Defense attorney Mia Eisner-Grynberg cautioned against a rush to judgment.

“We are all still learning about what happened on that train,” she said outside the courthouse. “What we do know is this: Yesterday, Mr. James saw his photograph on the news. He called Crime Stoppers to help. He told them where he was. Initial press and police reports in cases like this one are often inaccurate. Mr. James is entitled to a fair trial, and we will ensure that he receives one.”

The shooting James is accused of carrying out took place as a train was traveling from the 59th Street station to 36th Street station in Brooklyn just before 8:30 a.m. Tuesday.

The suspected shooter was wearing a yellow hard hat, an orange reflective jacket and a surgical mask as he set off at least one smoke device and began shooting at people with a Glock pistol, according to a criminal complaint. Witnesses saw the suspect wearing a gas mask, the complaint stated.

Passengers tried to escape the smoke engulfing the train by running to one end of the car.

The doors wouldn’t open until two minutes later, when the train reached the 36th Street station, and passengers fled the train as the smoke followed them, video shows.

Other victims with bloody wounds fell to the platform as they shouted for medical care. Blood streaked the subway platform, with people sitting and lying on the platform, photos taken at the scene show.

The evidence connecting the suspect to the shooting

James was initially named a person of interest after authorities determined he rented a U-Haul van whose keys were found at the scene. Investigators declared him a suspect Wednesday morning after they learned he bought a gun that was left at the scene.

Authorities found a bag containing the Glock handgun, a plastic container with gasoline, a torch, the U-Haul key and multiple bank cards, as well as another bag containing fireworks, the complaint states.

James bought the gun in Ohio in 2011, the bank cards had James’ name on them and the U-Haul key was connected to a van James had rented in Philadelphia, according to the complaint.

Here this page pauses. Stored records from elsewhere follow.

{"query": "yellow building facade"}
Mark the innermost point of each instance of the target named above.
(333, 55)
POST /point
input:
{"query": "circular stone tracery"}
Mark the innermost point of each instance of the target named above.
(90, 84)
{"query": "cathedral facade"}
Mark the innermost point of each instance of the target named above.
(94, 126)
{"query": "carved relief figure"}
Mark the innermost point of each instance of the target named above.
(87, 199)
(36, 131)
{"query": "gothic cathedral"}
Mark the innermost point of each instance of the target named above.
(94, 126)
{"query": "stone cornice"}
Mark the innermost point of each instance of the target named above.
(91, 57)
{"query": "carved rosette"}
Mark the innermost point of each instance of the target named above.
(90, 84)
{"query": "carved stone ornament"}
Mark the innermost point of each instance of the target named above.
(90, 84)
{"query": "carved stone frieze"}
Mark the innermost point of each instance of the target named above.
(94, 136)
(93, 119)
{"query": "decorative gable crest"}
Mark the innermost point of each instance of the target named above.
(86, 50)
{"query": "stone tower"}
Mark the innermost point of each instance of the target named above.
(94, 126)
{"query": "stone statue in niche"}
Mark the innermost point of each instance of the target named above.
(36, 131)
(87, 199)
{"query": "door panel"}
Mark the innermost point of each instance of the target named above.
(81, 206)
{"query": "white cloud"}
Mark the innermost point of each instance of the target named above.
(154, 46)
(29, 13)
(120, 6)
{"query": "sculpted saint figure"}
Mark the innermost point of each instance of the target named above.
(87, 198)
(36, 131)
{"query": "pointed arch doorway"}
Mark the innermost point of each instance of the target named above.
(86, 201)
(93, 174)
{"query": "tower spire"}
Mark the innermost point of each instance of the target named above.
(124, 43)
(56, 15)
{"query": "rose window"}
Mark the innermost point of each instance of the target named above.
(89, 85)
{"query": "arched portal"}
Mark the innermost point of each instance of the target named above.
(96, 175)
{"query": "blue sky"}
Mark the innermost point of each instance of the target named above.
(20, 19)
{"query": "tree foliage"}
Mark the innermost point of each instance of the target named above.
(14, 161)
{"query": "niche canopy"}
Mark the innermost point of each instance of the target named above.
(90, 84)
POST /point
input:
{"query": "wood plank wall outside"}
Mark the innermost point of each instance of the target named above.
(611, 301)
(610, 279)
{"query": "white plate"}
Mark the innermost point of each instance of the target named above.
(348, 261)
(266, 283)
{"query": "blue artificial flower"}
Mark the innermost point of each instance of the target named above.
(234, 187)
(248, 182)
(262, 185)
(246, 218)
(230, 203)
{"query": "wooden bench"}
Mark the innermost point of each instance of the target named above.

A neon construction jacket left on the subway platform had a receipt for a storage unit in Philadelphia registered to James, the complaint states.

Federal prosecutors believe he went to the storage facility filled with ammunition and weapons the evening before the attack, according to court documents. A search of the unit revealed additional ammunition and “a threaded 9mm pistol barrel that allows for a silencer or suppressor to be attached.”

Hours before James was arrested, Jack Griffin, 17, said he was on a field trip with his high school photography class when he spotted the suspect sitting on a bench on Manhattan’s Lower East Side.

Griffin submitted the tip to NYPD’s Crime Stoppers around 10:30 a.m. And although James wasn’t captured for several more hours, the NYPD later told him the tip helped narrow their net of his whereabouts, he said.

“It’s crazy,” he said. “I was looking for things to shoot (with a camera), and I found probably one of the most wanted people.”